Researchers from Nature Geoscience have proven that boomerang earthquakes exist after recording one of the quakes under the Atlantic Ocean.
In 2016, underwater seismometers to monitor a fracture zone near the Mid-Atlantic Ridge were installed, after a “back-propagating rupture” (boomerang quake) was detected. Regular earthquakes generally shake in the direction the temblor is travelling but a boomerang quake spreads shaking across a wider area.
Months later, a 7.1 magnitude earthquake was recorded in the Romanche Fracture Zone, which bisects the Mid-Atlantic Ridge.

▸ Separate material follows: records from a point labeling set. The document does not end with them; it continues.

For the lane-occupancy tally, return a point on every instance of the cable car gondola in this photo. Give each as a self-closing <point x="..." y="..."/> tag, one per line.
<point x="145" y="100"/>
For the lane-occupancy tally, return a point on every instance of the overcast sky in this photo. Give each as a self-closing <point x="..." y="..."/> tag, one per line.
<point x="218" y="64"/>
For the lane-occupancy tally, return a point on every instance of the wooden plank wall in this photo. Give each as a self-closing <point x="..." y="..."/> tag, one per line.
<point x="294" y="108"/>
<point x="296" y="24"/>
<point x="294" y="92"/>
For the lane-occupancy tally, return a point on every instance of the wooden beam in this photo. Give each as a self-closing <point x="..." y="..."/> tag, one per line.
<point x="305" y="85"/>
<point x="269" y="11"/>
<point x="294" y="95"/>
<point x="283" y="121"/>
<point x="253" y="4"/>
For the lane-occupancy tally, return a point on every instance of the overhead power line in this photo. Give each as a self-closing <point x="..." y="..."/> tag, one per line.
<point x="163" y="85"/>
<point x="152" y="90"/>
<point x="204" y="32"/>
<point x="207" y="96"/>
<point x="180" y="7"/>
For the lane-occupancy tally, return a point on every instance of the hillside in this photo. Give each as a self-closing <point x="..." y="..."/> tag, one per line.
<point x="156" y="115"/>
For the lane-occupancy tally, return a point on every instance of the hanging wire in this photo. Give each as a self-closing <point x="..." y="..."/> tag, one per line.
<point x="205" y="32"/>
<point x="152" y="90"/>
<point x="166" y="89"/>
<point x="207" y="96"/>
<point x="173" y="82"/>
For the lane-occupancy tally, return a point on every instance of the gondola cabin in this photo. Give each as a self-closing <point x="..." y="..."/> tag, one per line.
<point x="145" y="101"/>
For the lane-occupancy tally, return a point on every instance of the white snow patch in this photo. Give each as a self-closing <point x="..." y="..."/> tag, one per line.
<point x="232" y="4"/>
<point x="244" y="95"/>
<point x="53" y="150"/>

This quake first travelled upward and eastward along the fault before switching direction and creating the geologic equivalent of a sonic boom.

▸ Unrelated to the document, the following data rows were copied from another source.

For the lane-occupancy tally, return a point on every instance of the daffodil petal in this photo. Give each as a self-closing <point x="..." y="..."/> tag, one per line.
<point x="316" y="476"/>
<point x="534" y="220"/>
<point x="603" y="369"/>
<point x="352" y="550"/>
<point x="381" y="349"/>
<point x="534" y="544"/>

According to the researchers, the quake generated seismic waves when it began to travel in the opposite direction at a top speed of 17,702 kilometres per hour, which created what geologists refer to as a supershear event.
The origin of how boomerang quakes occur is still not clear, and they are still quite rare.
According to National Geographic, scientists have previously argued that quakes such as the magnitude 9.0 Tohoku earthquake that hit Japan in 2011 may have had a boomeranged rupture.
However, confirmation of their existence will help researchers detect supershear earthquakes and learn to detect boomerang quakes on land.